9:24 p.m. - 2002-09-11

one year later

I think I should write something today. I actually have a lot to write about, but that can wait for another day.

It doesn't seem like the attacks were a year ago today. Like everyone else, I can still remember exactly where I was... I can remember standing in the library staring at the television... coming home and talking to Dad, who'd read it on Reuters and thought that some practical joker had hacked into the system... Mom and Lauren coming back from Wesleyan hours late, after a cancelled college interview... but I don't need to share my memories of the day. I don't know anyone who died that day. I know people who could have. My grandfather, who works in Battery Park and was stuck there. Jack B., who took the train to the WTC every morning, but didn't go that day because his wife Beth convinced him to get a haircut for the wedding they would be attending that weekend. Other stories. We're inundated by stories, by these close calls, and also by the people who didn't get close calls, who didn't make it at all. Reading the names of the people who died took three hours. I sat in the library during a free today for 36 minutes, and they only got through a few letters of the alphabet.

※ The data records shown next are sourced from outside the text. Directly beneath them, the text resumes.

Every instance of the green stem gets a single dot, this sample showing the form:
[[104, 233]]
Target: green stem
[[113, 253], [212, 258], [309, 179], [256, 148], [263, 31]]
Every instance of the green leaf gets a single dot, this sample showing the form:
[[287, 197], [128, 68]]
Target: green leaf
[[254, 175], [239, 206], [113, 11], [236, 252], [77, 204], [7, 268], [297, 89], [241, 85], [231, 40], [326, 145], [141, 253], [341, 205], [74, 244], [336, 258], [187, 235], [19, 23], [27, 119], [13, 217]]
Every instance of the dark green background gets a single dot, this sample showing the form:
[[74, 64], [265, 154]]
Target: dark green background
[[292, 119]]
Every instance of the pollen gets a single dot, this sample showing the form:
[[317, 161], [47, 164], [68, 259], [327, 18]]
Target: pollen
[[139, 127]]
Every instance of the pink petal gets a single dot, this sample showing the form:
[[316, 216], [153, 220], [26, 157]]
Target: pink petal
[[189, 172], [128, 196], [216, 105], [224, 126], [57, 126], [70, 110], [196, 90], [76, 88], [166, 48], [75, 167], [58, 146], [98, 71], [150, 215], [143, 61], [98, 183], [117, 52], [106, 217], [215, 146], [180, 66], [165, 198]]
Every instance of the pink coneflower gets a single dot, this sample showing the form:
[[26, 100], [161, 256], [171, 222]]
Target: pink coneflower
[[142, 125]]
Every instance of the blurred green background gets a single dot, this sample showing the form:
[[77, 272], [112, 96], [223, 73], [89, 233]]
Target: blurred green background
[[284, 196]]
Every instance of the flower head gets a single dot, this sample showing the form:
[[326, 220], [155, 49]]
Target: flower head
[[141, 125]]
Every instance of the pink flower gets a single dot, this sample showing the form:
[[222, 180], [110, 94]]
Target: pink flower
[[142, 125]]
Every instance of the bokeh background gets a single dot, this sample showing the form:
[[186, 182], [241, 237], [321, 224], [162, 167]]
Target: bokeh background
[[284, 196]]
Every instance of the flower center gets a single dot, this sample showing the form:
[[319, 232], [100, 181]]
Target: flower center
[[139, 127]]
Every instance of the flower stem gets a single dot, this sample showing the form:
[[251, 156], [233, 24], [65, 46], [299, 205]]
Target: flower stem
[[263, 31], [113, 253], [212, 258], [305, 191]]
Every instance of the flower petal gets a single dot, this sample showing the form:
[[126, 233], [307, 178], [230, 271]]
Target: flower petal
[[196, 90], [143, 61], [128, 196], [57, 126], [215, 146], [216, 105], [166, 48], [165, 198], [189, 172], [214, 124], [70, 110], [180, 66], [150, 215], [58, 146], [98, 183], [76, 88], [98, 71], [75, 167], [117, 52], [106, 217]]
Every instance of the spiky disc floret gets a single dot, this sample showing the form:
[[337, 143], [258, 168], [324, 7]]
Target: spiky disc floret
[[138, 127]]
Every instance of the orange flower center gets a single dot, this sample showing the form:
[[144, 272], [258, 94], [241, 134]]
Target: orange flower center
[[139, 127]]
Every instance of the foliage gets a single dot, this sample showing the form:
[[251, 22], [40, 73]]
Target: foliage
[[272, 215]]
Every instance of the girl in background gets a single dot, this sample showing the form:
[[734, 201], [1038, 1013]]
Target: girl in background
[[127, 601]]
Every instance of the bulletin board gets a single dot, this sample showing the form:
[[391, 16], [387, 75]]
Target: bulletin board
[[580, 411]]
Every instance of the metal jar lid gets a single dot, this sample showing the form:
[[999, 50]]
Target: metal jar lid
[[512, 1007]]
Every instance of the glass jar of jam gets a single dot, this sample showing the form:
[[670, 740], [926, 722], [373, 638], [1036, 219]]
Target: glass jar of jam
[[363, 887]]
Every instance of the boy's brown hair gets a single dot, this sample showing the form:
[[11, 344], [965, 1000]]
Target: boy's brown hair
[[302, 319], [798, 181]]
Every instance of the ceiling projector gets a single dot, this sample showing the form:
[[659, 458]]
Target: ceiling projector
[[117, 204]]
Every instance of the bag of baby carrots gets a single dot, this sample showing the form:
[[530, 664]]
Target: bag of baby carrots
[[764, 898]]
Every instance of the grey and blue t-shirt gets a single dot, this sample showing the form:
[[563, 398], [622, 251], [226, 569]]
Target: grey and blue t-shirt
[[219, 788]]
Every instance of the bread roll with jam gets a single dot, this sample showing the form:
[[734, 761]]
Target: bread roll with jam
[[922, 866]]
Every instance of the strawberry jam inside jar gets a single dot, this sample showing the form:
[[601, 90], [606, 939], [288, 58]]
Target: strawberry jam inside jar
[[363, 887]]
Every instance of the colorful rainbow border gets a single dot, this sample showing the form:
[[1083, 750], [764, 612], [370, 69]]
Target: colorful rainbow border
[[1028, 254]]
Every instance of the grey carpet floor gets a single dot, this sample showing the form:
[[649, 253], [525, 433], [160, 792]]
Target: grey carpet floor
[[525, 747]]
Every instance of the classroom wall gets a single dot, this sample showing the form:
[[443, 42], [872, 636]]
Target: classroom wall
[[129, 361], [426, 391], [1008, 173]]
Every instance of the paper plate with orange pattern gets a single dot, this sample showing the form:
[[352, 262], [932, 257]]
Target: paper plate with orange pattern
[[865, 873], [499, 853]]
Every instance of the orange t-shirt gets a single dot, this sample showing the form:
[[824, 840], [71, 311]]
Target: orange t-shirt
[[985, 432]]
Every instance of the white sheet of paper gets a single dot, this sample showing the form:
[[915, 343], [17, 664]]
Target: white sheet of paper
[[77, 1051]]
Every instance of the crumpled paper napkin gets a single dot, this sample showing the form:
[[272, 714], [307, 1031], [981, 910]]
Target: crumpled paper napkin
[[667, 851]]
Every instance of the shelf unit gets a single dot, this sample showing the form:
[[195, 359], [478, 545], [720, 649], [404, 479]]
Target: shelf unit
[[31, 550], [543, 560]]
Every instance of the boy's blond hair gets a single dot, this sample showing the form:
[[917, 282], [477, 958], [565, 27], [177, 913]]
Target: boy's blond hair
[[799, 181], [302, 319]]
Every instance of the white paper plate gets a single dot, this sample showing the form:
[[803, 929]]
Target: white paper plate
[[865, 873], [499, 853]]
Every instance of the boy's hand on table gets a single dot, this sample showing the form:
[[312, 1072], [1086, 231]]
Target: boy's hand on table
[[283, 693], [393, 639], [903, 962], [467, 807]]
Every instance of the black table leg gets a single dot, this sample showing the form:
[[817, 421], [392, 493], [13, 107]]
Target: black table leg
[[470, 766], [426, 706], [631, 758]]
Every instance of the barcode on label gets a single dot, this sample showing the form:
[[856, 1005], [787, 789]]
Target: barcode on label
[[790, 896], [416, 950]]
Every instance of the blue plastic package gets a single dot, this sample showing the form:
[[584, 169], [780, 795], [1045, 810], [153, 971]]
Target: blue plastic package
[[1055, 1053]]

I am not a terribly patriotic persun. The only time I ever felt patriotic was at the Olympics.

What affected me most was the loss of life. It's numbing, it's incomprehensible. Today I went back and read what I wrote one year ago. Mostly anger, anger, anger, anger. I didn't understand and I couldn't understand why people were happy over this. But the Anne Frank analogy is interesting in that entry; otherwise I wouldn't link it, my incoherence is almost embarrassing.

We had an assembly first period. We didn't make it for the moment of silence at 8:46. The band played, seniors read some useless and repetitive reflections by ninth-graders, Dr. M. made a poor speech, we went back to class.

I haven't cried yet. I didn't cry last year either. It's strange, because I usually cry so easily. I mean, I cried when I had trouble deciding what pair of boots to get! Why can't I cry over this type of horrific tragedy? Maybe for just that reason, that it's simply too horrific, too tragic. Maybe it still doesn't register.

On September 11th, after Mom and Lauren got home, we all joined each other in front of the television in the family room. Mom and Lauren were simply in states of shock; they hadn't known. What a way to find out, to get to the college where you plan to interview and to discover that everything has been cancelled, everyone's terrified, clustered in front of televisions, and someone has to inform you what happened. They listened to the radio the whole way back, but couldn't see the images on television.

As we watched, Alexa started to cry. "Oh, it's just so awful," she sobbed.

Kelsey and I looked at each other. Normally, we would have rolled our eyes and whispered "suck-up," but not that day.